Normally precise ownership of property belonging to a married couple, whether that property is the home itself, chattels used in their home or other property in the nature of an investment, is of no particular interest in divorce, since pursuant to s 24 of the Matrimonial Causes Act (MCA) 1973 the court has a wide power to effect whatever adjustments it perceives to be necessary by making a property transfer order. However, there are occasions when proprietary rights are important, for example, because the parties are not divorcing, so that the s 24 jurisdiction is not being invoked. The jurisdiction will then be that of the Married Women’s Property Act (MWPA) 1882 (s 17 as amended), which is confined to establishing strict property rights, allowing no s 24 discretion.
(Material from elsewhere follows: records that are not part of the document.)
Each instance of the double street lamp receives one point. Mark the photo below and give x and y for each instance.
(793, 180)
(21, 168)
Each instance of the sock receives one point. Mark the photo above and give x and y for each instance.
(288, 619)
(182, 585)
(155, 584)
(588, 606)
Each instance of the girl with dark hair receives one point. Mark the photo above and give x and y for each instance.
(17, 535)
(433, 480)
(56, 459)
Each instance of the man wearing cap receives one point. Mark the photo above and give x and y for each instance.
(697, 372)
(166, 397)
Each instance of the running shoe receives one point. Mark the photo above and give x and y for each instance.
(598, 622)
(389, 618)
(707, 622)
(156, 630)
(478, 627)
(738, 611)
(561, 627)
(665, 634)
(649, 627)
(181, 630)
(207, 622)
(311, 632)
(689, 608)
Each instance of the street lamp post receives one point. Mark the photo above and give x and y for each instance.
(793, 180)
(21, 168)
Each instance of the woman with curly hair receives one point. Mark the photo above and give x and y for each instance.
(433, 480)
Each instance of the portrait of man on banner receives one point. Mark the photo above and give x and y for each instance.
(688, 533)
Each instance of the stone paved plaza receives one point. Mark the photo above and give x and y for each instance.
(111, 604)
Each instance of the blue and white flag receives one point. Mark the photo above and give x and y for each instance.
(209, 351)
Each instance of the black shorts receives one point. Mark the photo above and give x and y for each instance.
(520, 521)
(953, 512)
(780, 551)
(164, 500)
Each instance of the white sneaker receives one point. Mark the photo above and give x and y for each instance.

Pursuant to the recent House of Lords decision in White v White [2000] 2 FLR 981, closer attention may also be paid to the ownership of assets even in divorce proceedings, when the s 24 discretion will naturally be used, because of their Lordships’ concern that the judge’s award should (a) proceed from ‘fairness’, and (b) be checked against the yardstick of equality. In White, the husband kept more of the assets which had been accumulated over a long marriage as his family had contributed more to start with and it was in fact Mrs White’s insistence that regardless of the marriage relationship she was also commercially a partner in the parties’ farming business that was at the root of the long litigation history. For further discussion of the impact of White on the law of ancillary relief, see Chapters 12 and 13.